Sounds good huh? In fact, it’s often said if you have no other spiritual practice or religious practice but have a gratitude practice it’s enough! So what is Gratitude? It is a thankful appreciation for what an individual receives, whether tangible or intangible. With gratitude, people acknowledge and focus on the goodness in their lives. In the process, people usually recognize that the source of that goodness lies at least partially outside of themselves. It is a clear acknowledgment of that which has been done. But even more, it is the deep knowing of it or better yet the wise reflection of it. This brings with it a sense of kindness and understanding. Gratitude also helps people connect to something larger than themselves as individuals — whether to other people, nature, or a higher power. According to David Steindl-Rast, in his book, “Gratefulness, the Heart of Prayer”, he states:
“The interdependence of gratefulness is truly mutual. The receiver of the gift depends on the giver. Obviously so. But the circle of gratefulness is incomplete until the giver of the gift becomes the receiver: a receiver of thanks. When we give thanks, we give something greater than the gift we received, whatever it was. The greatest gift one can give is thanksgiving. In giving gifts, we give what we can spare, but in giving thanks we give ourselves.”
When people do nice things for others unexpectedly, that produces gratitude and increases the likelihood that people will do something “in kind.”
Robert Emmons, a University of California, Davis professor, backs up his claim with eight years of intensive research on gratitude in his best selling book, “Thanks! How The New Science of Gratitude Can Make You Happier.” He states:
“We all begin life dependent on others, and most of us end life dependent on others. If we are lucky, in between we have roughly 60 years or so of unacknowledged dependency. The human condition is such that throughout life, not just at the beginning and end, we are profoundly dependent on other people. …
Gratitude is the truest approach to life. We did not create or fashion ourselves. We did not birth ourselves. Life is about giving, receiving, and repaying. We are receptive beings, dependent on the help of others, on their gifts and their kindness.”
Humans are born, survive off the generosity of others, and then die. Thus, gratitude naturally is and should be the organizing principle of life.
Count your Blessings
Neuroscience has confirmed that meditation actually changes the brain, especially the pre-frontal cortex and areas responsible for compassion and generosity. This is what opens us up or closes us off. If you bring to mind someone you know that is a “happy” person, don’t they have a natural sense of gratitude and generosity? When we humans tighten up, or have fear or are stressed, the primitive part of our brain takes over and we have this sense of “other.” We feel disconnected and alone. With a gratitude practice we train the brain just like in any mindfulness practice. We intend to notice– to take in the good. We make friends with what’s here in this moment by remembering what we love (I love my kids, chocolate, a rainy day, my cats, a snowstorm..) Paying attention to what you’re grateful for can switch the channel of negative thinking and help you appreciate what is here in your life right now. To deepen the effect, though, it’s important to let yourself fully experience gratitude when it’s here and take time to savor the moment, particularly in the body.

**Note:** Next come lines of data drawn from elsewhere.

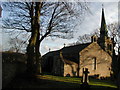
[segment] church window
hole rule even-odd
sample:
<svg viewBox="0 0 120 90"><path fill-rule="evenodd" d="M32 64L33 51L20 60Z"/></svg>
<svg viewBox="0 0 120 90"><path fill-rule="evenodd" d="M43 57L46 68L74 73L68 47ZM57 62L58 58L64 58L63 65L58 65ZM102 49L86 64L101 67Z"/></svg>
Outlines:
<svg viewBox="0 0 120 90"><path fill-rule="evenodd" d="M93 64L92 64L93 70L97 69L97 62L96 62L96 57L93 58Z"/></svg>
<svg viewBox="0 0 120 90"><path fill-rule="evenodd" d="M110 49L110 51L111 51L111 50L112 50L112 45L110 44L109 47L110 47L109 49Z"/></svg>

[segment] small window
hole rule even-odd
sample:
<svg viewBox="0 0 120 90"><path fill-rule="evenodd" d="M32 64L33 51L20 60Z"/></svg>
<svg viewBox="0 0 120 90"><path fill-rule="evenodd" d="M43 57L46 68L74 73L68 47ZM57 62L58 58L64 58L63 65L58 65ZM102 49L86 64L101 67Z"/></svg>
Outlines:
<svg viewBox="0 0 120 90"><path fill-rule="evenodd" d="M96 42L97 40L96 40L96 38L94 37L94 42Z"/></svg>

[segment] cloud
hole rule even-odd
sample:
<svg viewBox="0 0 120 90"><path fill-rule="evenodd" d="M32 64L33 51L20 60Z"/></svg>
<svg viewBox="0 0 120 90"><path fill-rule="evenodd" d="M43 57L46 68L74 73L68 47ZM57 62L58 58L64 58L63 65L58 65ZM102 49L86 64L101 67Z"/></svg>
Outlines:
<svg viewBox="0 0 120 90"><path fill-rule="evenodd" d="M78 36L83 35L83 34L89 34L93 32L95 29L99 28L101 24L102 4L104 4L106 24L108 25L110 23L117 22L118 3L116 2L93 2L90 5L90 10L92 14L86 14L85 19L81 25L78 23L78 26L75 28L77 32L74 33L74 38L70 40L66 40L66 39L64 40L60 38L51 40L50 38L47 38L45 41L43 41L41 45L41 47L47 45L46 47L47 49L42 50L42 54L48 52L48 48L51 48L51 51L58 50L64 46L64 43L67 45L69 43L76 42Z"/></svg>

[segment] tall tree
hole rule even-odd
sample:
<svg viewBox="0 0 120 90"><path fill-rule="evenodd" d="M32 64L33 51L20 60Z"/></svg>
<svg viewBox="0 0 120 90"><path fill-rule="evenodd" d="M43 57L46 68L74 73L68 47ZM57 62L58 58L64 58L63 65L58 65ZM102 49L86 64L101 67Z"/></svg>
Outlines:
<svg viewBox="0 0 120 90"><path fill-rule="evenodd" d="M74 21L78 17L81 20L83 12L88 10L85 2L9 2L3 5L10 12L10 17L4 19L3 27L31 33L27 47L27 62L28 71L32 72L34 72L34 57L37 66L40 66L41 42L47 36L72 38L76 25ZM40 67L38 68L37 71L40 72Z"/></svg>

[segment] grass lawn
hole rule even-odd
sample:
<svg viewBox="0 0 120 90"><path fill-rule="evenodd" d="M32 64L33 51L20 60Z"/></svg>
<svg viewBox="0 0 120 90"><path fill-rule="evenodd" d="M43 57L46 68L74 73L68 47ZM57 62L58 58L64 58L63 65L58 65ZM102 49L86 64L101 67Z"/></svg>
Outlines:
<svg viewBox="0 0 120 90"><path fill-rule="evenodd" d="M110 81L103 80L89 80L90 88L117 88L115 84ZM40 89L40 88L77 88L81 89L81 78L77 77L61 77L61 76L52 76L52 75L37 75L36 78L28 78L28 76L20 75L15 77L6 88L10 89ZM4 90L4 89L3 89ZM82 89L81 89L82 90Z"/></svg>
<svg viewBox="0 0 120 90"><path fill-rule="evenodd" d="M71 86L71 87L72 87L72 84L76 85L76 87L79 87L80 84L82 84L81 83L82 78L76 78L76 77L37 75L37 78L43 79L43 80L56 81L56 82L63 82L63 84L69 83L70 84L69 86ZM91 86L91 88L117 88L117 86L111 81L96 80L96 79L92 79L92 78L90 78L90 80L89 80L89 85ZM61 83L61 86L62 86L62 83Z"/></svg>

Ways to cultivate gratitude
- Write a thank-you note. You can make yourself happier and nurture your relationship with another person by writing a thank-you note
- Better yet..Thank someone face to face or even mentally. No time to talk or write? It may help just to think about someone who has done something nice for you, and mentally thank the individual.
- Keep a gratitude journal. Write down each day the gifts you’ve received.
- Recap at meals the highlights of the day
- If you regularly pray, use it as a method to cultivate gratitude.
- Mindfulness meditation involves focusing on the present moment without judgment. In meditation, we acknowledge the good right now, even the challenges. Our happiness is then not dependent on conditions being a certain way. Instead, we cultivate a sense gratitude in the midst of whatever is happening in life.
Albert Einstein said that there are those that live life as if everything is a miracle and those that live life as if nothing is a miracle. Gratitude is a way to appreciate what you have instead of always reaching for something new in the hopes it will make you happier, or thinking you can’t feel satisfied until every physical and material and emotional need is met. Gratitude helps us refocus on what we have instead of what we lack. And, although it may feel contrived at first, this mental state grows stronger with use and practice. So I like to go with Kurt Vonnegut who said, ”If things are going sweetly, please pause for a moment, if this isn’t nice than what is?”